In a heartbreaking incident on October 25, 2023, the tranquil city of Lewiston, Maine, witnessed a mass shooting that left dozens of people injured or deceased at a restaurant and a bowling alley.
On my drive to work this morning, the somber reality of last night’s tragedy continued to unfold as I witnessed at least five separate police cars, lights fervently blazing, rushing in the opposite direction, each seemingly carrying with it the heavy burden of urgency and the unyielding quest for justice amidst the lingering shadows of the malevolent act that befell our peaceful community. This unsettling scene unfurled for me a panorama of memories from a decade ago when I attended St. John’s Seminary in Boston, a witness to the eerie silence and palpable fear that gripped the city in the aftermath of the Boston Marathon bombing.
The suspect, who fled the scene, prompted a massive manhunt, instigating a state of fear among the residents as hundreds of police officers scoured the city and its surrounding areas. As the community grapples with this tragedy, the narrative of blaming God or trying to make sense of the evil and senseless pain often emerges, reigniting age-old theological and philosophical debates I had with friends a decade ago as a grad student at St. John’s Seminary in Boston.

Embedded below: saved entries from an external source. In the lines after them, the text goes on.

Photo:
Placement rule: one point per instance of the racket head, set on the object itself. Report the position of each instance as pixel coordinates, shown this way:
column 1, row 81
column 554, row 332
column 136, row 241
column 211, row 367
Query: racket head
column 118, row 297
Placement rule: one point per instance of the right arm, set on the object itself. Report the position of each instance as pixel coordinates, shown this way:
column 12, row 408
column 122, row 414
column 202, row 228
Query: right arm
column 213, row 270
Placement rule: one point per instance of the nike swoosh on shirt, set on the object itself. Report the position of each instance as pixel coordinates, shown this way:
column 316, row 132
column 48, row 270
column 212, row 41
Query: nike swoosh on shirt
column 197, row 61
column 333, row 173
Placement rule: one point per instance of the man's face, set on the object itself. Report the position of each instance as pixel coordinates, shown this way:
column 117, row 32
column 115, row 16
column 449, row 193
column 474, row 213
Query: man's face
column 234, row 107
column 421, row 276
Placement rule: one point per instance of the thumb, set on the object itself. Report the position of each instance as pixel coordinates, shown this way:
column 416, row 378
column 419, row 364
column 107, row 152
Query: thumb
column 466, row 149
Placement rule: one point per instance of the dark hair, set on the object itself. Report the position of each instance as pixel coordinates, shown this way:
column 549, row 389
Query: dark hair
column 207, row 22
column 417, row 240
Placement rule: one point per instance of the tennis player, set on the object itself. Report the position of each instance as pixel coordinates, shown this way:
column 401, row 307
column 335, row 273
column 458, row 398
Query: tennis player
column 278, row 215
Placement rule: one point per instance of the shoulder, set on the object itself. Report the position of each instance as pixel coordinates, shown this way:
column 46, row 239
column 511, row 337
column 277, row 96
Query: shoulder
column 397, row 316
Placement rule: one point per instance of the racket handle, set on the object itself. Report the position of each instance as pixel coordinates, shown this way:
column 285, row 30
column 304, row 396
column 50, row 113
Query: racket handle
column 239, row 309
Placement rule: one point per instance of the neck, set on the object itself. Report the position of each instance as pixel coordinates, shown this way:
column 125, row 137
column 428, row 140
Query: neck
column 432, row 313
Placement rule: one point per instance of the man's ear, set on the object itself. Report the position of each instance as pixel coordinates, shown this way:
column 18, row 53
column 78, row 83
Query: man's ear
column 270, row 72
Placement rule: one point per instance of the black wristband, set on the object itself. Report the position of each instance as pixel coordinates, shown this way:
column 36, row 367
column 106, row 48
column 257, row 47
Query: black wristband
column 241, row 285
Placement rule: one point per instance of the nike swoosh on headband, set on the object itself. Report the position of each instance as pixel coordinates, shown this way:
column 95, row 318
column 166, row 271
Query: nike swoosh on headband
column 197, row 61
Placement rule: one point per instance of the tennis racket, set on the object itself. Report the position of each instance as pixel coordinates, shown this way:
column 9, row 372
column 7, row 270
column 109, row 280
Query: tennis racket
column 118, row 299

Catholicism, with its rich tradition of theology and philosophy, has long engaged with the philosophical problem of evil. The Church teaches that evil entered the world through human free will, which, though a gift from God, allows for the possibility of sin. In the intellectual realm, numerous Catholic thinkers have ventured into the depths of this enigma, each attempting to fathom the intertwining of free will, divine omniscience, and the existence of evil. St. Augustine’s delineation of evil as a privation of good, and St. Thomas Aquinas’ explication of the coexistence of divine providence with human free will, contribute to a robust intellectual tradition that seeks to grapple with the problem of evil without undermining the essence of faith.
The philosophical and theological dialogues within the Church offer a fertile ground for believers and skeptics alike to engage with the enduring question of why a loving God would permit such tragedies. They challenge individuals to transcend simplistic explanations and to delve into a profound exploration of faith in a world marred by senseless acts of violence.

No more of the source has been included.